Née de l'intuition de Condorcet que la liberté n'est pas innée et que l'on ne peut devenir citoyen que par une éducation permanente, sous peine de régression à l'assujettissement, ainsi que de la déception du Second Empire et de la répression de la Commune, la Ligue de l'enseignement de Jean Macé œuvre pour l'instauration de l'instruction républicaine, publique, laïque, gratuite et obligatoire que nous obtînmes depuis.
La longue durée s'accompagne nécessairement d'une périodisation qui scande, à un rythme presque décennal, la diversification de l'action, l'obsolescence de certains combats et l'apparition de nouveaux clivages, l'accompagnement de transformations sociales significatives – comme l'urbanisation de masse, les congés payés et l'émergence de la civilisation des loisirs, le creusement des inégalités sociales et urbaines, culturelles puis scolaires –, la confrontation avec les grands événements politiques – les guerres mondiales, la contestation de la fin des années 60, les politiques publiques culturelle et territoriale –, enfin les débats afférant à l'éducation : la subvention des écoles privées, la massification du système éducatif et ses réformes, la laïcité de puis à l'école. La Ligue a donc été traversée par des doutes, des exigences de restructuration interne, des temps de réflexion sur ses fondements, sur son domaine d'action, sans doute sur son autonomie face au politique. C'est nécessaire et cela relève de l'historicité.
Néanmoins, ce qui m'a intéressé et frappé le plus depuis les premières pages de cet opuscule, c'est l'évolution des concepts et des principes fondamentaux, qui me semblent aujourd'hui vidés de sens, creux, verbeux voire méconnaissables, presque caricaturaux : je pense au concept de « citoyen », de « République », d' « instruction », de « laïcité », de « fraternité », ainsi qu'aux institutions dont « l'École », « l'Église », la franc-maçonnerie...
Non que je sois passéiste : en mai 1873, donc en régime républicain, « l'Ordre moral » institué par le gouvernement du Duc de Broglie constitue une contre-Ligue interdisant l'embauche de gens capables de lire (!) et le Pape Pie IX excommunie les partisans de l'instruction publique ! Les concepts énoncés ci-dessus furent trempés dans des luttes sanglantes ; il est possible qu'une certaine pacification les ait dénaturés – et pourtant la violence sociale est là.

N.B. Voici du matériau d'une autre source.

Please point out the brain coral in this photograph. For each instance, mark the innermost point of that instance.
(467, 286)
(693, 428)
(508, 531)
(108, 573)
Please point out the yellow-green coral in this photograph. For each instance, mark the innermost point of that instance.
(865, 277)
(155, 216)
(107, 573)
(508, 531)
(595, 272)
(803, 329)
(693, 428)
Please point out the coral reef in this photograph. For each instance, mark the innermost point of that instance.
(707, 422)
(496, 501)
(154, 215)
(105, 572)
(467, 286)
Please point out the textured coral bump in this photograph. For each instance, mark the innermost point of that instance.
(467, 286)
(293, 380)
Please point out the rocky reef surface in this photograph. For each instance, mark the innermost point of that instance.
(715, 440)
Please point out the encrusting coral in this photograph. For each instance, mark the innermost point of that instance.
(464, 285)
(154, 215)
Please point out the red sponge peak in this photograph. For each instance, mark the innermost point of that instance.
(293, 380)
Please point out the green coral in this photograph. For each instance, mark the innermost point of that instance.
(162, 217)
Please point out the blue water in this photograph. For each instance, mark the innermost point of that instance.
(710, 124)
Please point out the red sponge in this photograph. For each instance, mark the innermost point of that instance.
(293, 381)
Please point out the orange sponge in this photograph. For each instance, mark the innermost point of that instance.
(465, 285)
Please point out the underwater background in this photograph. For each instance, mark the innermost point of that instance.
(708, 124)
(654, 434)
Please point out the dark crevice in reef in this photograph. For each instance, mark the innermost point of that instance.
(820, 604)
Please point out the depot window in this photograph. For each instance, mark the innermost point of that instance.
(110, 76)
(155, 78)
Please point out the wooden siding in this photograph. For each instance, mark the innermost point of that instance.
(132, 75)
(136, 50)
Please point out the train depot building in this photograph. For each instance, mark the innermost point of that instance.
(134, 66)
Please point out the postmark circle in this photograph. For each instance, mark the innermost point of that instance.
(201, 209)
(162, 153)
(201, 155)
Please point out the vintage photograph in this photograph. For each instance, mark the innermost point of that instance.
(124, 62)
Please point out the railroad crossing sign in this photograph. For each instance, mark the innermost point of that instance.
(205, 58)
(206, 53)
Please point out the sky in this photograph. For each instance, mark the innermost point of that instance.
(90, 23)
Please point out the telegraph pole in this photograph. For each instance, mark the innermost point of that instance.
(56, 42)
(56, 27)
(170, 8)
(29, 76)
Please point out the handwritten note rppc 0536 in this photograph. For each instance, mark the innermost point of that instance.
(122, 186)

Toutefois, on ne pourra m'empêcher de penser que dès lors que l'on impartit et s'attend de l'école qu'elle form(att)e les jeunes aux exigences du marché de l'emploi – et non qu'elle crée des citoyens –, qu'être républicain c'est appartenir à une certaine « famille politique » de droite bien connue, que « l'éducation permanente » devient « formation continue », que la laïcité signifie l'exclusion des femmes musulmanes pratiquantes de l'école, de l'emploi qualifié et bientôt de l'espace public tout entier, que la fraternité n'est autre qu'une vague solidarité associative soumise aux contraintes des finances publiques subordonnées aux impératifs de la compétitivité mondialisée et du sauvetage d'institutions financières régies par l'irresponsabilité de leurs décideurs, que les dossiers de l'éducation nationale concernent les effectifs du personnel enseignant et le pourcentage de réussite des élèves au bac, que l'Église est tiédasse et incapable d'entendre un pape qui l'incite à ouvrir ses portes aux réfugiés, que la franc-maçonnerie est mafieuse ou magouilleuse... on ne pourra m'empêcher de penser que l'on se trouve à la fois en plein dans la Novlangue et dans une gigantesque supercherie du pouvoir.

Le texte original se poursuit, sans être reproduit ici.